I have a question about the kernel max inputs and outputs. The user-guide denotes that the max inputs 128, max outputs 8. But now I have a problem. My program needs 9 outputs. The kernel is defined like this:
float nx, float ny, float nz4,
float dx, float dy, float dz,
float K_Gx_a, float K_Gx_b, float K_Ex_a, float K_Ex_b, float K_Ex_c, float K_Ex_d,
float K_Gy_a, float K_Gy_b, float K_Ey_a, float K_Ey_b, float K_Ey_c, float K_Ey_d,
float K_Gz_a, float K_Gz_b, float K_Ez_a, float K_Ez_b, float K_Ez_c, float K_Ez_d,
float4 HX, float4 HY, float4 HZ,
float4 FX0<>, float4 FY0<>, float4 FZ0<>,
float4 GX0<>, float4 GY0<>, float4 GZ0<>,
float4 EX0<>, float4 EY0<>, float4 EZ0<>,
float4 IND, float K_A, float K_B,
int PT_SOURCE_EX, int PT_SOURCE_EY, int PT_SOURCE_EZ, int N_COORD_PTSOURCE,
out float4 EX<>, out float4 EY<>, out float4 EZ<>,
out float4 FX, out float4 FY<>, out float4 FZ<>, out float4 GX<>, out float4 GY<>, out float4 GZ<>;
Is there any way to sovle the problem?

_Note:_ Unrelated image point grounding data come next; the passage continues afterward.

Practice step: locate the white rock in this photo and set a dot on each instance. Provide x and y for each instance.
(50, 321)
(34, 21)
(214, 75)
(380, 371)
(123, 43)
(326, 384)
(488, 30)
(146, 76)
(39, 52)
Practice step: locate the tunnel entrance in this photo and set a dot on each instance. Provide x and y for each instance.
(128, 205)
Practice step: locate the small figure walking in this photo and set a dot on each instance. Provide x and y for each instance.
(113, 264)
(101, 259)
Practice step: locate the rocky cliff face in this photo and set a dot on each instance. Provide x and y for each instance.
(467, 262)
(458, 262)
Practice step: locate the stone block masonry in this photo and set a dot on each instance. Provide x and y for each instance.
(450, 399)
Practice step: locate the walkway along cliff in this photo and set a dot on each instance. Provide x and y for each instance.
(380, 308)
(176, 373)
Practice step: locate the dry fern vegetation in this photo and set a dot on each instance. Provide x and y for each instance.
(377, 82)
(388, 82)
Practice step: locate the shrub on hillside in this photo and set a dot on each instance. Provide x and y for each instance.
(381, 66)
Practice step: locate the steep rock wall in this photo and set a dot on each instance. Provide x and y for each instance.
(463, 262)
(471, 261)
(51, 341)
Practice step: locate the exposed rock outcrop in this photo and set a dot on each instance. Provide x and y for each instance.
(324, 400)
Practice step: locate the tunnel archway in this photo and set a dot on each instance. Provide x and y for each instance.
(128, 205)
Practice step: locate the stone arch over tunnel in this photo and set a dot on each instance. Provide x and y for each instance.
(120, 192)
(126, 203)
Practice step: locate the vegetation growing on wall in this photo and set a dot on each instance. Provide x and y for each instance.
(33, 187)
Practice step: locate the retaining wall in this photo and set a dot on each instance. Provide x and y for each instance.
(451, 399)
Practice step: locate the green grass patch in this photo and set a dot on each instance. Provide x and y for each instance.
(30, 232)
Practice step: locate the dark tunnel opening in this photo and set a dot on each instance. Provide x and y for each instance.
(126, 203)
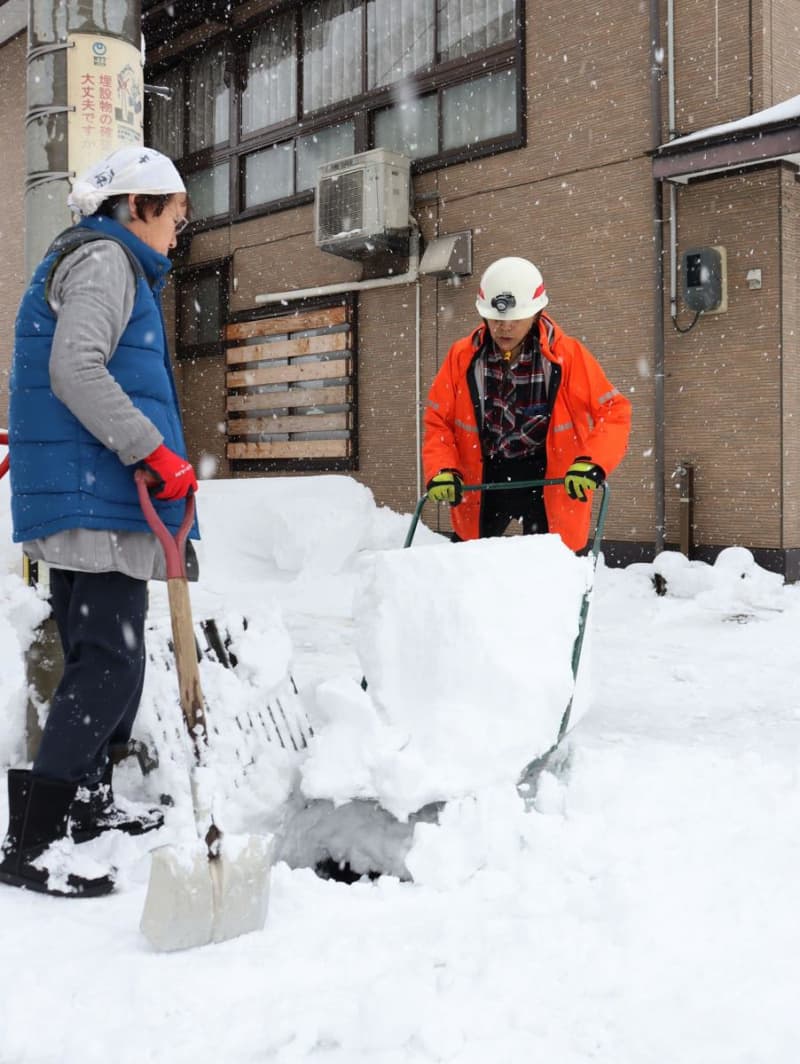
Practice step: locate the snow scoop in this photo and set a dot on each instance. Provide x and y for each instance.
(220, 888)
(535, 766)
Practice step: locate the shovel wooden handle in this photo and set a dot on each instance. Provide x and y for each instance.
(193, 703)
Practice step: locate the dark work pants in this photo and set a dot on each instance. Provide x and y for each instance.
(101, 625)
(527, 504)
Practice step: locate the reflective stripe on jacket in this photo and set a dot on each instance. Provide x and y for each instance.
(588, 417)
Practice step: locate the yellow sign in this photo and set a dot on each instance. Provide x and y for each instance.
(105, 96)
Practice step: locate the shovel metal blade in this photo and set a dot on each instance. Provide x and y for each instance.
(194, 899)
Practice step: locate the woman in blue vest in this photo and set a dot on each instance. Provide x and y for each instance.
(93, 399)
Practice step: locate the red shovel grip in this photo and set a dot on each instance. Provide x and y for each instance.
(173, 546)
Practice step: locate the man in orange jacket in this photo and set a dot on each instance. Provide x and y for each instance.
(517, 399)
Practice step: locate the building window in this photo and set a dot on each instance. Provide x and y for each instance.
(269, 77)
(259, 106)
(292, 391)
(201, 304)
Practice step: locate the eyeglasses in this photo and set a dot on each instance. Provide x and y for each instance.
(503, 302)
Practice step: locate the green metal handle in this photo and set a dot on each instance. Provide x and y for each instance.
(550, 482)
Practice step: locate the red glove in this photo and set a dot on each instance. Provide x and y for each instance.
(175, 476)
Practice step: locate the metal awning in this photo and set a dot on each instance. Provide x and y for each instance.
(765, 136)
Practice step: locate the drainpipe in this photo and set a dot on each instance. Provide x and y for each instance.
(659, 461)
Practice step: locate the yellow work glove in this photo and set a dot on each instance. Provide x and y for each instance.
(446, 486)
(583, 477)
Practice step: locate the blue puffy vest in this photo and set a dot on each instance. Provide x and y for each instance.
(62, 477)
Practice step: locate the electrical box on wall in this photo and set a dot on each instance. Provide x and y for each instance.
(704, 273)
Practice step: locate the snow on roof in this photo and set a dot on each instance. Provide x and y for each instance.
(779, 113)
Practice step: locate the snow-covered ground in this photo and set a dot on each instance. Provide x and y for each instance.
(639, 909)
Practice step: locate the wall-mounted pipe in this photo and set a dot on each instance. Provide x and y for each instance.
(659, 460)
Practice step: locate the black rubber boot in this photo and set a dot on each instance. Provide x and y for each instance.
(94, 811)
(38, 811)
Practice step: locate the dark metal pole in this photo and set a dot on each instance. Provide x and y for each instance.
(659, 447)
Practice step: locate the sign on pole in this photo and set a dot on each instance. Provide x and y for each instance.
(105, 94)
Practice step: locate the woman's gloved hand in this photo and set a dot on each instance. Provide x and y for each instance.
(176, 478)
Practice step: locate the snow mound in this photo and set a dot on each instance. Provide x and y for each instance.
(735, 582)
(467, 652)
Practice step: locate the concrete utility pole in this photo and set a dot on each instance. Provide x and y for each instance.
(107, 88)
(49, 106)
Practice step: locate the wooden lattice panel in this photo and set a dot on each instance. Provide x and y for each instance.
(290, 386)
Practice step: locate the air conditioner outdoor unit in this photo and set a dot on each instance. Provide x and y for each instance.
(363, 204)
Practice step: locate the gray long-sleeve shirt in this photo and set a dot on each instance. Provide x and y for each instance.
(93, 293)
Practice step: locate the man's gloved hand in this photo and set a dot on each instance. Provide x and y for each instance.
(446, 486)
(176, 478)
(582, 477)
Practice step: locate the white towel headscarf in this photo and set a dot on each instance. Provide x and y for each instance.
(136, 169)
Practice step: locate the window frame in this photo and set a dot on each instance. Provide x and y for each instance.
(359, 110)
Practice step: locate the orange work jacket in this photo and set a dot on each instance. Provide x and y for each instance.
(588, 417)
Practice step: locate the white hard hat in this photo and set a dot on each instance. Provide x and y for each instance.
(511, 288)
(133, 169)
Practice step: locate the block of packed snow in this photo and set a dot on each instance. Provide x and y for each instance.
(467, 652)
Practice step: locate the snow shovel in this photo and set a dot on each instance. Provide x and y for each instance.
(534, 766)
(220, 887)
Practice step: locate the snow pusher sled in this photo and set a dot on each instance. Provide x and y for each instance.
(534, 766)
(475, 665)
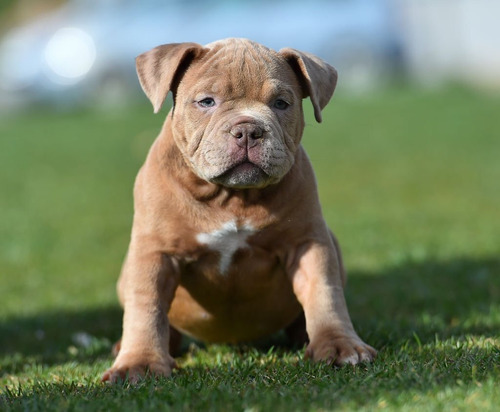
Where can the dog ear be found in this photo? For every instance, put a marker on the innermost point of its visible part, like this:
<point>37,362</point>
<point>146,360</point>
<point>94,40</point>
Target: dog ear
<point>317,78</point>
<point>160,69</point>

And is there any global memory to be uesd so as that we do not need to put the FX....GX...(those 6 outputs) as outputs but just as global variables? Or any other tips?
My card is AMD HD4850 635/1986MHZ
THX for your help!
kernel runs fine even if kernel has more than 8 output streams with some performance overhead.
Brook compiler generates multipass code and runtime handles properly if kernel has more then 8 output streams.
Ex: if kernel has 10 output. than
Compiler generates two kernels. first kerne having 8 outputs and send kernel having 2 outputs but copies the kernel code as it is in both kernels which is a overhead if your kernel doing lot of computation.